Atendimento insuficiente
Em Pernambuco, algumas cidades do interior inauguraram centros de reabilitação para evitar o deslocamento diário das mulheres até as grandes cidades. E essa deve ser uma tendência nos outros estados mais afetados pela epidemia. A fisioterapia dos bebês é uma das demandas mais buscadas pelas mulheres, mas os hospitais e centros de reabilitação que oferecem o serviço não têm vagas, espaço e profissionais suficientes. No Hospital Dom Pedro I, em Campina Grande (PB), onde 122 crianças e suas mães são atendidas, profissionais de saúde tentam levantar recursos por meio de doações entre os pacientes e outros colaboradores para construir um novo centro de reabilitação.

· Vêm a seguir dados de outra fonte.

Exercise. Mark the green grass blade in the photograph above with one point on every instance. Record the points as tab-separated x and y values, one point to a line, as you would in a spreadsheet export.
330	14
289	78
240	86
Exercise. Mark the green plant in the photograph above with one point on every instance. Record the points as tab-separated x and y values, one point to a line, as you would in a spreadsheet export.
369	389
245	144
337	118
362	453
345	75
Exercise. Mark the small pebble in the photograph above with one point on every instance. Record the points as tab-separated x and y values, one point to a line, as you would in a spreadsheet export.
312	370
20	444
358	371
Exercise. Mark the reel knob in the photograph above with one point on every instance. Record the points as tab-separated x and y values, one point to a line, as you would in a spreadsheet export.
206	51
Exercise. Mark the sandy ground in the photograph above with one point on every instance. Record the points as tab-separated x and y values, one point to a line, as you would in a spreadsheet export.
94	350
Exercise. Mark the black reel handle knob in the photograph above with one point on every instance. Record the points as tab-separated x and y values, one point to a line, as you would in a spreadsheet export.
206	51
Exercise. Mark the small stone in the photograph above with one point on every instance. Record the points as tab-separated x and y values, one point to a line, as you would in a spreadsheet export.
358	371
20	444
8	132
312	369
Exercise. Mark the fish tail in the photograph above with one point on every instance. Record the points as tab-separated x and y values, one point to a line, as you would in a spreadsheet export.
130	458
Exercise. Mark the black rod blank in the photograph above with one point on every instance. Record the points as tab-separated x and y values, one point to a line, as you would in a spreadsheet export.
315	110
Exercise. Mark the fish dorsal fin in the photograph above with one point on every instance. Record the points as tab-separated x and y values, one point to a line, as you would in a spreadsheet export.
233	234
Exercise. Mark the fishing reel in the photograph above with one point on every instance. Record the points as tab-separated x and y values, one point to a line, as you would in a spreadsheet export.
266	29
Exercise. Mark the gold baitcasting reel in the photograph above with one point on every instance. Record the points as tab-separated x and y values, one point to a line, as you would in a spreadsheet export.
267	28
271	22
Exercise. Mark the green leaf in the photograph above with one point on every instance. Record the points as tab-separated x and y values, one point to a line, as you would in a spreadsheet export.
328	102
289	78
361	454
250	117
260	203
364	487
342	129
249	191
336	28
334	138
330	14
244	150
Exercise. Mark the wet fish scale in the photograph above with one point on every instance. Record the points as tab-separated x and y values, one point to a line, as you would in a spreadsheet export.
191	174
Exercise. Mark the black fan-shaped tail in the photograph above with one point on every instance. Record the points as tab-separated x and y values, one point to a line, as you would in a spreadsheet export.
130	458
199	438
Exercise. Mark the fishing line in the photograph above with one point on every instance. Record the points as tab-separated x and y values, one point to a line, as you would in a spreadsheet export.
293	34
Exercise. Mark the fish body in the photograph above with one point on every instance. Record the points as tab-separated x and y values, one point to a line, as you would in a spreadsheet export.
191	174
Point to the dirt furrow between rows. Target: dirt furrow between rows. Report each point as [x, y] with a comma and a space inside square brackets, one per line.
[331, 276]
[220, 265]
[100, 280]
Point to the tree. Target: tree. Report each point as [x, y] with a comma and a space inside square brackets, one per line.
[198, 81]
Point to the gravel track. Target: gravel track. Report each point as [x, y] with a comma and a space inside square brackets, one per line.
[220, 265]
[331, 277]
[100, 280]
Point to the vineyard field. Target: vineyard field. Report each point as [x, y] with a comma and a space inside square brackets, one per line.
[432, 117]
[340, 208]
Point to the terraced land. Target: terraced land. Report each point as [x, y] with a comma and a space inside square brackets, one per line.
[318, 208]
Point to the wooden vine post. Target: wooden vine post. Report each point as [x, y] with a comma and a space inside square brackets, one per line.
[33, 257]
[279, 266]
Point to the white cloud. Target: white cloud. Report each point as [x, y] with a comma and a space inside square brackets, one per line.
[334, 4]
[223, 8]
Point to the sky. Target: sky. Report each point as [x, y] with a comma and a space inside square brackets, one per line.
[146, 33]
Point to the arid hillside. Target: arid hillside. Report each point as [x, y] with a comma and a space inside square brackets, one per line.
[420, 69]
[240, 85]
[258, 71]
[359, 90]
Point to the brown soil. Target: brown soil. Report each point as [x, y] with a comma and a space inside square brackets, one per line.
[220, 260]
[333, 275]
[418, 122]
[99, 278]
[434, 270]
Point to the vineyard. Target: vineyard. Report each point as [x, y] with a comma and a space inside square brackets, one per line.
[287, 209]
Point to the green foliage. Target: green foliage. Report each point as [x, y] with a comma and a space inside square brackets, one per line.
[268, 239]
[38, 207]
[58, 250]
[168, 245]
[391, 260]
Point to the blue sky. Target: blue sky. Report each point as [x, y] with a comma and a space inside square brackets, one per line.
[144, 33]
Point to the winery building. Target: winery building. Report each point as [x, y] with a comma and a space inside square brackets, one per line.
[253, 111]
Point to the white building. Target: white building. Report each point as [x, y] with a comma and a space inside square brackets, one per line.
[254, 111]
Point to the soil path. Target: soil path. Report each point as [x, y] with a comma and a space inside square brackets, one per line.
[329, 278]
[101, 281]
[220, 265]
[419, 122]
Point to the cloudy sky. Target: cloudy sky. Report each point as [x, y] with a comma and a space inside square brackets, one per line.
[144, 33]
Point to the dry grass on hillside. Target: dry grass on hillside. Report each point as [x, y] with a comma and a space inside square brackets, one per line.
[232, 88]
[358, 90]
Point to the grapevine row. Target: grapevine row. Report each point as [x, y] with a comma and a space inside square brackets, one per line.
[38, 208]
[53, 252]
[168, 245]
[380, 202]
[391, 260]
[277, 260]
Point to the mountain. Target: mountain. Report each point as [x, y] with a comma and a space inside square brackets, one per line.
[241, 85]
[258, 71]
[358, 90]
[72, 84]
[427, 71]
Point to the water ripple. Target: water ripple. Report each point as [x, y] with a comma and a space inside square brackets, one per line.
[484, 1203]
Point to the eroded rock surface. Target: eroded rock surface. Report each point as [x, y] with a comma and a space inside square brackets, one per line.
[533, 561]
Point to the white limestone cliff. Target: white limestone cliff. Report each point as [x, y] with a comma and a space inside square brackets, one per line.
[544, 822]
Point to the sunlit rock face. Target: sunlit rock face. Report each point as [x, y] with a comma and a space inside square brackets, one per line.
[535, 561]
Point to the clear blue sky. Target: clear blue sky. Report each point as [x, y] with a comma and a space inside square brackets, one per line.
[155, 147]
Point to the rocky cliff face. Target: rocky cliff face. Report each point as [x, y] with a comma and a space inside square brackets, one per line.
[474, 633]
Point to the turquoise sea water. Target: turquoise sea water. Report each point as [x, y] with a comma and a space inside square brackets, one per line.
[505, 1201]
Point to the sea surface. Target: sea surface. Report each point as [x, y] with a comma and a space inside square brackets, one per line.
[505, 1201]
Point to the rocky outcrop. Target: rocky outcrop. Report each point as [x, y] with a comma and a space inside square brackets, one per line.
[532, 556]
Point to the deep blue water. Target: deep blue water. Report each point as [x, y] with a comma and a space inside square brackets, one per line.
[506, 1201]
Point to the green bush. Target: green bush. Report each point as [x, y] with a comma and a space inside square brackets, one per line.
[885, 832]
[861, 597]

À medida em que as crianças vão crescendo, novas necessidades vão surgindo. A professora da faculdade de Medicina da Santa Casa de Misericórdia de São Paulo, Tânia Lago, sugere que sejam criados outros espaços de cuidados para os bebês e suas mães. “Imagine que as mulheres não vão poder viver 24 horas por dia cuidando de seus filhos. Elas precisarão de algum respiro. Será que o Brasil não devia pensar em ter centros de cuidado diário, por exemplo, onde a mãe pode, em alguns dias da semana que ela precisar, deixar a criança, fazer as coisas que ela precisa fazer da vida dela e recolher a criança no final do dia?”, diz.
O diretor de vigilância epidemiológica do município de João Pessoa (PB), Daniel Araújo, analisa que a pressão inicial foi sobre os serviços de saúde, mas nos próximos meses, o sistema de educação é que terá que se adaptar. “O que a gente também observa é que algumas crianças apresentam a condição da microcefalia e outras, além dessa condição, apresentam má formação de membros superiores e inferiores. É outra situação que o serviço de reabilitação vai ter que se reorganizar. Entre agosto e outubro, um número de crianças com microcefalia no Brasil inteiro completa um ano. Mais um pouco eles entram idade escolar. Aí é outra situação que a rede de escolas públicas, e até privadas, vão ter que se adaptar nesse novo cenário. E aí eu acho que os professores, diretores de escola, equipe de secretarias de educação vão ter que ver esse outro problema: como é que a rede pública de educação vai receber esse número de crianças?”, questiona Daniel.